Axios Pro Exclusive Content

Republicans could face a big ACA dilemma in 2025

headshot
Nov 6, 2023
Illustration of a red health plus being held by an elephant trunk

Illustration: Natalie Peeples/Axios

The enhanced Affordable Care Act subsidies that Democrats passed in 2021 have overwhelmingly benefited red states that haven't expanded Medicaid, according to a recent Raymond James analysis.

Why it matters: The subsidy enhancements are set to expire in 2025, and although the conventional wisdom is that there's no way Republicans would help extend them, the analysis argues that it's Trump-state voters that have the most to lose should they lapse.

By the numbers: Total ACA enrollment went up by 43% nationally between 2020 and 2023, but was much higher in the states that haven't expanded Medicaid, the analysis found.

  • Enrollment increased by more than 2.5 million people in Florida and Texas alone, roughly half of the total national increase.
  • In Florida, nearly 15% of the population is now enrolled in an ACA plan.
  • States that former President Trump won in 2020 now make up nine of the 10 states with the highest portion of their populations enrolled in ACA plans, an increase from six of the top 10 in 2020.
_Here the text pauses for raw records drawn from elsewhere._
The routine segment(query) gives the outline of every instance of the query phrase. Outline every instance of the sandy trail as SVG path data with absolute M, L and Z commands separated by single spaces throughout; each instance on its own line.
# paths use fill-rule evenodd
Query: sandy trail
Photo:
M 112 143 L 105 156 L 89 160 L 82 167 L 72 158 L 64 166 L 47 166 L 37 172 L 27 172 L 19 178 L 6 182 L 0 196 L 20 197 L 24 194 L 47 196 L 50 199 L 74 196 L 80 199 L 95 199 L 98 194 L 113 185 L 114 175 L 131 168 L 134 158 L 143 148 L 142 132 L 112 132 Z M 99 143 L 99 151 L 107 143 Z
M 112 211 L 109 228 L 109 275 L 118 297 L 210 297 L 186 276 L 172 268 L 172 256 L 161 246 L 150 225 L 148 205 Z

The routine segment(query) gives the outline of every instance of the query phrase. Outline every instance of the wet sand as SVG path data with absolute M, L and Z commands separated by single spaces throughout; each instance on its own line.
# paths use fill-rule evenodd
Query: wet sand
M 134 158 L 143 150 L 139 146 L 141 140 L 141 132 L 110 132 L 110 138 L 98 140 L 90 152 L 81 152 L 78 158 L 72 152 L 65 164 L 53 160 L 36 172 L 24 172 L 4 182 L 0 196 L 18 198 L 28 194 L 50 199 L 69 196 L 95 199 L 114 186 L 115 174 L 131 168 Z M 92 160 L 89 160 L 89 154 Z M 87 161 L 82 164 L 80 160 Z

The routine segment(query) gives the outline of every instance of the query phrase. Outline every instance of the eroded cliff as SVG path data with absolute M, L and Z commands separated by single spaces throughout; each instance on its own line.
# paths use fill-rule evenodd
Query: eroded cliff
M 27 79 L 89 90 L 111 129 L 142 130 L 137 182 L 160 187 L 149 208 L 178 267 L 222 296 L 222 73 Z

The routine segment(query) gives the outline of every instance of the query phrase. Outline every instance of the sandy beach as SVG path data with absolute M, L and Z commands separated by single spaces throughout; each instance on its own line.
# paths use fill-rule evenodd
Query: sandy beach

Yes, but: "For the expanded subsidies to continue, Congress needs to pass legislation to do so. We are skeptical this happens unless Democrats have complete control of the White House, House, and Senate after the 2024 elections," writes Raymond James analyst Chris Meekins.

  • According to Axios' Josh Kraushaar, an increasingly likely 2024 scenario is that the Senate could go Republican but the House could flip back to the Democrats.
  • Republicans may not be running on repealing the ACA anymore, but that's very different from voting to make enhancements permanent — especially expensive ones.
  • That being said, some of Republicans' tax cuts expire around the same time, which could leave some wiggle room for negotiation between the parties.

The intrigue: Meekins argues that "these expanded subsidies and enrollment resulting from them negate the need for Medicaid expansion in most of those remaining states, at least through 2025."

  • But the people whose incomes are below the federal poverty line still aren't eligible for ACA subsidies, meaning there is still a significant coverage gap in non-expansion states.
  • "For people with incomes in the 100-138% of the poverty level range, expanded subsidies probably do reduce the effect of expansion a bit by improving the options these enrollees have absent expansion," said the Brookings Institution's Matt Fiedler.
  • "Nevertheless, even these enrollees would likely see increased coverage under expansion because the Medicaid enrollment process is simpler in some respects."

Between the lines: The concentration of enrollment growth in non-expansion states could be because of several factors, Fiedler said.

  • For one thing, non-expansion states have already drawn higher enrollment, Fiedler said, since people between 100% and 138% of the federal poverty line are eligible for marketplace coverage in those states but not in expansion states.
  • Relatedly, "it's possible that the expanded subsidies are doing more to boost enrollment among lower-income enrollees than among higher-income enrollees," he added.
  • Other factors — like enrollment advertising efforts and pandemic Medicaid policy — also likely played a significant role, he said.

The bottom line: Letting the beefier ACA subsidies expire may have once been a political no-brainer for Republicans.

  • But with the law as entrenched as it is and now benefiting red-state voters even more than it did prior to 2021, that calculus could end up being more complicated than it used to be.